A excellent summary of those involved in ISIS. The comparison with professionals here is so on the money. In communities around NZ our parents believed professionals such as doctors, bankers, lawyers, priests etc to be some how more ethical than the rest of us. This is proved almost daily to be incorrect and misguided. Barend has got it so right here.

paul scott said...

Barend,
Because I was not reading papers in Bangkok, and had little responsibility, so I read up internet instead about the Remain Brexit voters, and the Clinton voters.
In both cases there was a good correlation with higher education.
Leaving aside Brexit, I studied the Clintons and the foundation and the general U.S.A Empire. It was a horror story from the start, even if you were to be skeptical, of say the Cocaine link in Clinton Arkansas. Going back Lincoln was the best at killing people, but the Clinton foundation could have been super death.

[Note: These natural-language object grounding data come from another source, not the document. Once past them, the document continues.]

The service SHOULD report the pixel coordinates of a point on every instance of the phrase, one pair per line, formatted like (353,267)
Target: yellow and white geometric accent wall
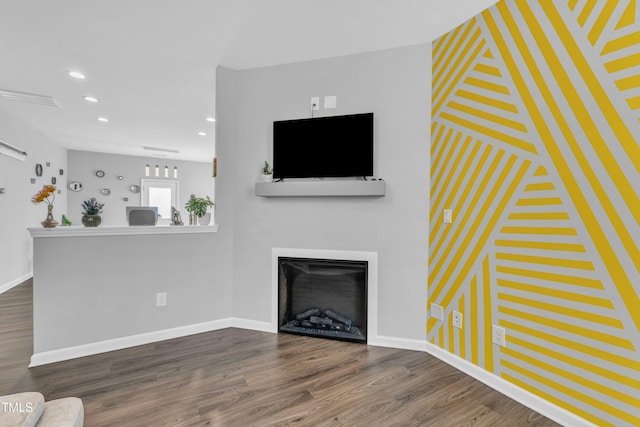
(536,149)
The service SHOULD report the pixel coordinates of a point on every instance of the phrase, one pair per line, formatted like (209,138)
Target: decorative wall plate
(75,186)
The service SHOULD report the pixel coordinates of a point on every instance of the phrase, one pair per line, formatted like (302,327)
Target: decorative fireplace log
(320,320)
(338,317)
(307,314)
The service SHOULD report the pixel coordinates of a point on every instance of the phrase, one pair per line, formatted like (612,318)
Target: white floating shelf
(320,188)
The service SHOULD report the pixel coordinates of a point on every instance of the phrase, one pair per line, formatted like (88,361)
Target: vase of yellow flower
(47,195)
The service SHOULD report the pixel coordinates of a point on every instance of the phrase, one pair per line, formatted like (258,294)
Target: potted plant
(91,212)
(197,208)
(267,172)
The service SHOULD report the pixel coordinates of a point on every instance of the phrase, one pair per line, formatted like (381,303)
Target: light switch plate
(448,216)
(330,101)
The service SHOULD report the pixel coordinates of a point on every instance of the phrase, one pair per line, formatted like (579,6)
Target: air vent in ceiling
(166,150)
(30,98)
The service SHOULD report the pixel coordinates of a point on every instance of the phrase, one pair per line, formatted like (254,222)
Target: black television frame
(333,157)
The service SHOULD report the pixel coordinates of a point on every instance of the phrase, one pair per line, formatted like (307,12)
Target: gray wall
(16,210)
(394,85)
(193,178)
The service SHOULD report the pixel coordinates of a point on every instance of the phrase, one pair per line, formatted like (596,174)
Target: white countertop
(120,230)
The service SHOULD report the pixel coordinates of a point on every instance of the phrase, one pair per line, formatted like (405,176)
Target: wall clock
(75,186)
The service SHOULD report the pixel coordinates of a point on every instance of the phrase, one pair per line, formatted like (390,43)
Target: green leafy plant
(198,205)
(92,207)
(266,169)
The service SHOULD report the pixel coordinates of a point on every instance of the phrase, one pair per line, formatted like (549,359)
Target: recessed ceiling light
(77,75)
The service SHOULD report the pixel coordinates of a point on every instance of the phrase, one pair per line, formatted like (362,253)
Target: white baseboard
(16,282)
(253,325)
(400,343)
(548,409)
(67,353)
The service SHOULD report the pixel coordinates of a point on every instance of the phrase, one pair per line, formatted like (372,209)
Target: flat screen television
(338,146)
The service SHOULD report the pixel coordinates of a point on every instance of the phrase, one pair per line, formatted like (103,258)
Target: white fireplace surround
(372,280)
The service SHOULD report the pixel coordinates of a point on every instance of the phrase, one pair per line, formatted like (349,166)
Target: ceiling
(151,63)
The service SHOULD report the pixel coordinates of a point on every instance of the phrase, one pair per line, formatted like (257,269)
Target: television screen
(339,146)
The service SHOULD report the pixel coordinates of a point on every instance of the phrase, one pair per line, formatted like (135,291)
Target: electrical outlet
(499,336)
(315,103)
(447,216)
(437,312)
(457,319)
(161,299)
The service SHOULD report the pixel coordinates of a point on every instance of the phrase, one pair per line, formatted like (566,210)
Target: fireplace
(323,297)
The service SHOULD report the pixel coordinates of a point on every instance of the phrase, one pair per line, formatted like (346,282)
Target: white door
(160,193)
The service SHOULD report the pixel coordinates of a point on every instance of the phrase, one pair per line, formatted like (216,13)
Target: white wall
(394,85)
(193,177)
(17,213)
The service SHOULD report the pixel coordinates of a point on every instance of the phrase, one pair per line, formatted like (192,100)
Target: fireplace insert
(323,298)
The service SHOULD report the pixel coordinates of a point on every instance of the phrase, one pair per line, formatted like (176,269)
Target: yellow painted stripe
(488,317)
(572,4)
(539,201)
(624,42)
(445,188)
(435,248)
(483,84)
(455,189)
(550,246)
(570,328)
(446,49)
(540,186)
(475,321)
(526,385)
(487,230)
(552,277)
(579,363)
(437,80)
(555,231)
(463,46)
(623,63)
(586,12)
(461,334)
(634,103)
(508,139)
(623,284)
(556,262)
(485,100)
(562,310)
(587,350)
(541,171)
(487,69)
(452,347)
(628,16)
(601,22)
(539,216)
(435,270)
(577,379)
(461,72)
(552,292)
(628,83)
(499,120)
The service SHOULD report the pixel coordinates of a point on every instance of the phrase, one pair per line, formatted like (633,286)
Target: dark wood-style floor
(235,377)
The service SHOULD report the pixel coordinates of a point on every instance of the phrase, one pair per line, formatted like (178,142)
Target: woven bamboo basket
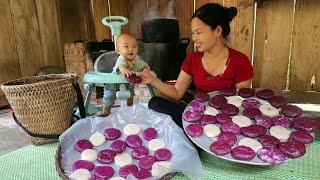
(60,170)
(42,105)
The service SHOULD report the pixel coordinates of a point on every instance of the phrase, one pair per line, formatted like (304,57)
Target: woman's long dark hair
(215,15)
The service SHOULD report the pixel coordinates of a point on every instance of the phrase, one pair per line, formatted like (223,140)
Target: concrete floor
(12,137)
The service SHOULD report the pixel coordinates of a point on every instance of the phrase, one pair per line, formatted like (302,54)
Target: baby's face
(127,47)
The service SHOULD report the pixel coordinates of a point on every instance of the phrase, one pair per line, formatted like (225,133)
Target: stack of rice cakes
(249,127)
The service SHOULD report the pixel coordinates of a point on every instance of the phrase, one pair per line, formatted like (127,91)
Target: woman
(214,66)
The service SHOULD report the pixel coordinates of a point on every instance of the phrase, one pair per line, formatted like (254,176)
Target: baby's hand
(146,76)
(126,72)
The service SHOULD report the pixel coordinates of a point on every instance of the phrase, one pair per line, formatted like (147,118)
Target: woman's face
(203,36)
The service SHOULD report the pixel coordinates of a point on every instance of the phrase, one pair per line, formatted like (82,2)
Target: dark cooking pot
(160,31)
(165,59)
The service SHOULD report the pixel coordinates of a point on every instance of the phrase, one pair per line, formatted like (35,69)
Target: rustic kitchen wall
(282,38)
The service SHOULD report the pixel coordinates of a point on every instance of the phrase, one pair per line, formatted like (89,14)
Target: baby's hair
(214,15)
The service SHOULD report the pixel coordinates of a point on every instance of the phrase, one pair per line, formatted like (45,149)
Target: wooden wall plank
(305,46)
(27,34)
(76,20)
(183,11)
(100,10)
(137,11)
(50,33)
(272,44)
(9,61)
(241,34)
(199,3)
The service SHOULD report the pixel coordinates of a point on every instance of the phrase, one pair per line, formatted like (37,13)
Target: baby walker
(95,77)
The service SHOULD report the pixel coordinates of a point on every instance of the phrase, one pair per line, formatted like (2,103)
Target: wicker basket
(62,175)
(42,105)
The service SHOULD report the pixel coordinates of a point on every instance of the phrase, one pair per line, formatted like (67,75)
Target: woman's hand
(126,72)
(147,78)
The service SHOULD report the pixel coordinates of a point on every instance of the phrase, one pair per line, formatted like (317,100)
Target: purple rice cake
(196,106)
(133,141)
(162,154)
(118,146)
(264,120)
(201,96)
(265,94)
(293,149)
(291,111)
(251,113)
(207,119)
(194,130)
(220,148)
(282,121)
(268,141)
(191,117)
(134,79)
(147,162)
(301,136)
(253,131)
(124,171)
(228,92)
(82,164)
(305,123)
(218,101)
(140,152)
(142,174)
(230,127)
(271,155)
(222,118)
(227,137)
(150,133)
(103,172)
(278,101)
(112,133)
(246,92)
(82,145)
(230,109)
(250,102)
(243,153)
(106,156)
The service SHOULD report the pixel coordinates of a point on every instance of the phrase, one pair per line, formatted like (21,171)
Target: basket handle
(56,136)
(48,136)
(79,99)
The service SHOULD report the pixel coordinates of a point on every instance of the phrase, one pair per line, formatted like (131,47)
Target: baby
(127,63)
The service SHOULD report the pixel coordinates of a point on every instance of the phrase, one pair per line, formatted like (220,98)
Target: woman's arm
(244,84)
(175,92)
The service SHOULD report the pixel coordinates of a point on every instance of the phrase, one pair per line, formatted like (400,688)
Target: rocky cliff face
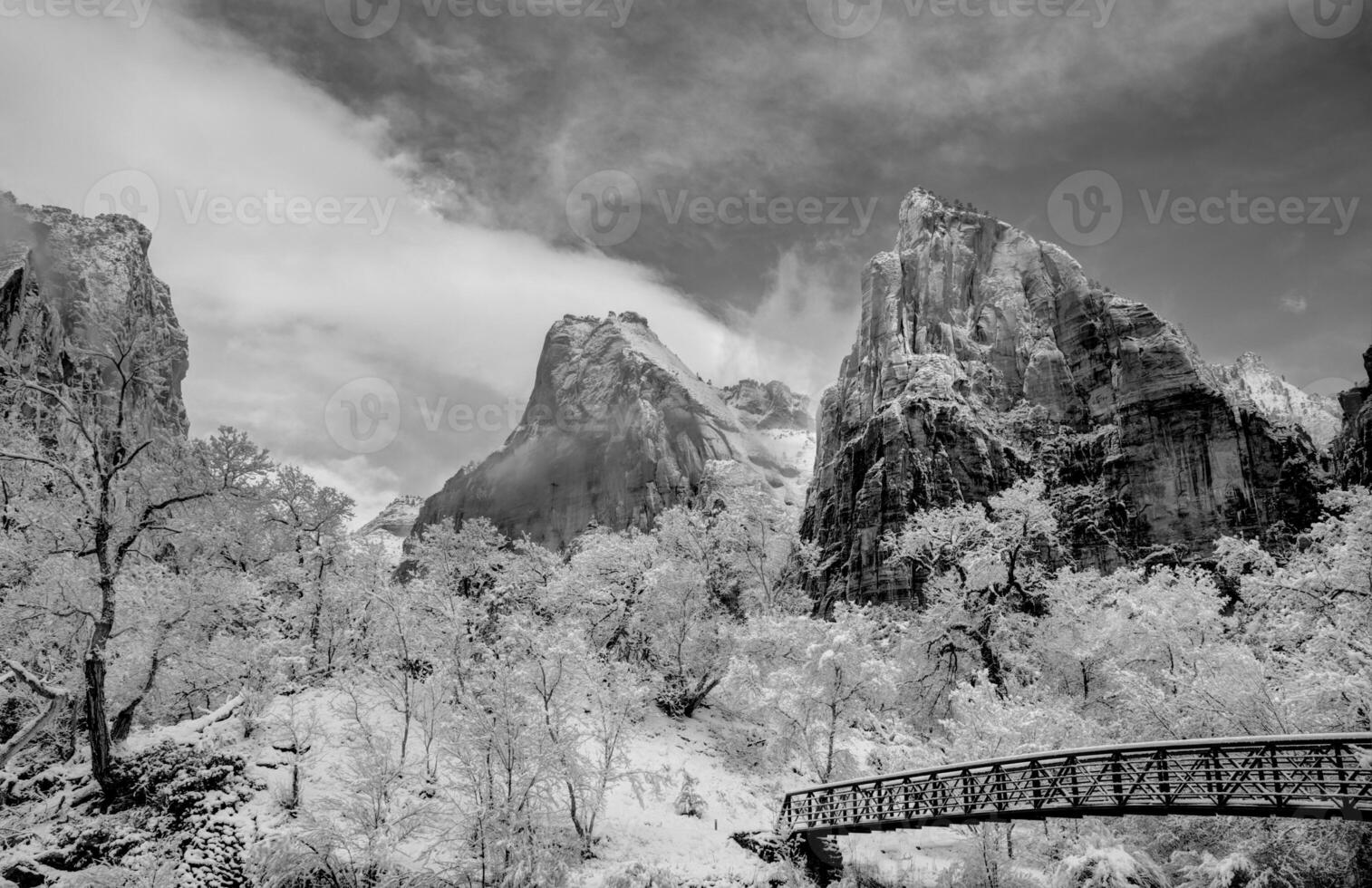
(616,430)
(770,407)
(58,274)
(1251,381)
(1353,449)
(971,328)
(391,527)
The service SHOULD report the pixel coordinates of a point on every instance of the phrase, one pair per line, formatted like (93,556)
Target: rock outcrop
(61,276)
(971,328)
(1353,449)
(770,407)
(1281,402)
(391,527)
(394,520)
(618,430)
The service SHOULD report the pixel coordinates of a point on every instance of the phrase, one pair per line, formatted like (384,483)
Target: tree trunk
(124,720)
(98,722)
(98,727)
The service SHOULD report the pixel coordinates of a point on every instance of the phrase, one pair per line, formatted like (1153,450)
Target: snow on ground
(722,752)
(742,794)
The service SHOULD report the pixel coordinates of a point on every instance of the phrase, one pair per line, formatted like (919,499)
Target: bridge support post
(819,855)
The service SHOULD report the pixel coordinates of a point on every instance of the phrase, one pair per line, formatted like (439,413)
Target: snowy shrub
(643,876)
(689,802)
(1235,871)
(1110,868)
(103,840)
(178,781)
(214,856)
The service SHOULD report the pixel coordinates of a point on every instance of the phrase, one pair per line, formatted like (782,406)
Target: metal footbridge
(1320,776)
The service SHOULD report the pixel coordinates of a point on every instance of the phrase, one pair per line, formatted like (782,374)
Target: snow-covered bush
(643,876)
(1235,871)
(689,802)
(1110,868)
(178,781)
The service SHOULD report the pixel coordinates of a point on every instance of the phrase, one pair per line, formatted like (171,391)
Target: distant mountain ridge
(55,264)
(1251,379)
(618,430)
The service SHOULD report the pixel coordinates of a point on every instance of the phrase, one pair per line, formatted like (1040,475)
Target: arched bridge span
(1319,776)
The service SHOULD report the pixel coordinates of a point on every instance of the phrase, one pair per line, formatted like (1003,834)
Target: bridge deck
(1320,776)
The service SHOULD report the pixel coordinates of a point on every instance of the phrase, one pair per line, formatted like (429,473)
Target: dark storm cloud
(499,114)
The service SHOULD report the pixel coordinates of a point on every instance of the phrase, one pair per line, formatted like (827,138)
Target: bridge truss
(1324,777)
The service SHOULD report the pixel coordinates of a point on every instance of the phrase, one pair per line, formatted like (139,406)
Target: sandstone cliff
(1249,379)
(971,328)
(391,526)
(616,430)
(1353,449)
(59,275)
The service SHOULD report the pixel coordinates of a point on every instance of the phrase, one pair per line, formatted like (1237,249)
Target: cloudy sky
(443,158)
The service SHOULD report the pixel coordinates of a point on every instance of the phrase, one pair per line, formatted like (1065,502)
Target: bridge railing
(1323,776)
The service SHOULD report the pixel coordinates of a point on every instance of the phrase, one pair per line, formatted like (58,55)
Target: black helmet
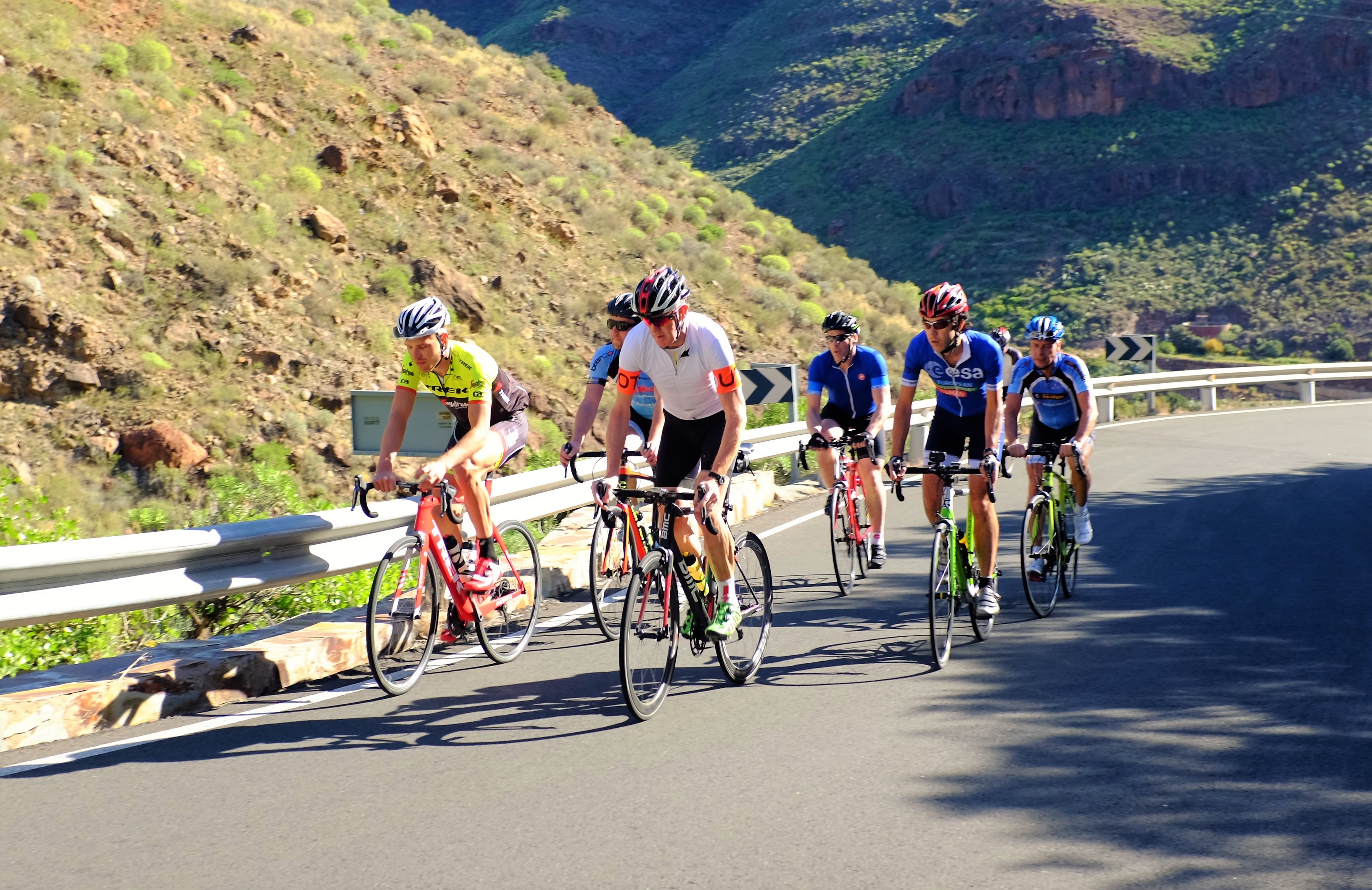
(841,322)
(622,307)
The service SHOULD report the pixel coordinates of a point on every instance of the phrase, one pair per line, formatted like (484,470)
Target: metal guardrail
(62,580)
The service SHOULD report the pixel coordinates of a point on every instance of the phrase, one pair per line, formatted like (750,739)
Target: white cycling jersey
(689,378)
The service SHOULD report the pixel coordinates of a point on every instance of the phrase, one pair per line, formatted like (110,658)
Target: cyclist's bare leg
(988,524)
(870,474)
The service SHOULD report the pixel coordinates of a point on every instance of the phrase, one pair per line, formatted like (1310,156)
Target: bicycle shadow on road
(1204,704)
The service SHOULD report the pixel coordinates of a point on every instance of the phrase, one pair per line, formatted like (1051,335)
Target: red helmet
(946,300)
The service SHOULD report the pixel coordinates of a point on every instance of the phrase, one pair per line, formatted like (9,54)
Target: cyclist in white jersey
(692,366)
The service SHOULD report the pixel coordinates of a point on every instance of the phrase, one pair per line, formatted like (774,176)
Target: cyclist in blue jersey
(859,400)
(645,419)
(965,367)
(1064,414)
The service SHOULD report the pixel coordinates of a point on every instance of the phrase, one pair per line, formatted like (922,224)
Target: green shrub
(812,312)
(394,282)
(304,179)
(114,60)
(149,56)
(1340,350)
(710,234)
(776,262)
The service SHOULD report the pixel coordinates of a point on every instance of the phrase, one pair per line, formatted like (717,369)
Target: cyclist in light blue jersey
(859,400)
(1064,414)
(645,419)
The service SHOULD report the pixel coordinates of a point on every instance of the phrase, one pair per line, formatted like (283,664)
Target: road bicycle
(402,612)
(1044,533)
(953,584)
(619,542)
(669,584)
(849,522)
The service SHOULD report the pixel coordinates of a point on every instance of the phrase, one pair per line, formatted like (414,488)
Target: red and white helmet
(661,293)
(946,300)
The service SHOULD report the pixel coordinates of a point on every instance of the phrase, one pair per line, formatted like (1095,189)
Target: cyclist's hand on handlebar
(385,481)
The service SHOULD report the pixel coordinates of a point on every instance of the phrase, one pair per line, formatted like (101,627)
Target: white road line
(276,708)
(1226,414)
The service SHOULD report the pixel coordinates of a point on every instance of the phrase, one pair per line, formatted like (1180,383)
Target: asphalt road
(1197,718)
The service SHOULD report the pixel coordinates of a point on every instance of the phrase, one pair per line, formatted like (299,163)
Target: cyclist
(1064,415)
(859,400)
(487,405)
(965,367)
(645,418)
(692,364)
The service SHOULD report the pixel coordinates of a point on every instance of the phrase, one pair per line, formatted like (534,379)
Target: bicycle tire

But the educated think its better maybe to have WW3, Iran, and Ukraine, rather than a loudmouth alpha who nearly had sex with a woman a long time ago.

Then Putin sends a note to Trump saying, this is good, now we can have peace, can you close down the pentagon, and so the peacenik Californian intellectuals are raging.

Why is this Barend? Is it the indoctrination in the schools and universities, or are they too busy. Its strange.
I follow the advice of not engaging with them now, they get angry, and the lists of slurs is repetitive boring.
Islamophobe, Islamophobe ? I say. Please explain. [ paula hanson ] And they always bite.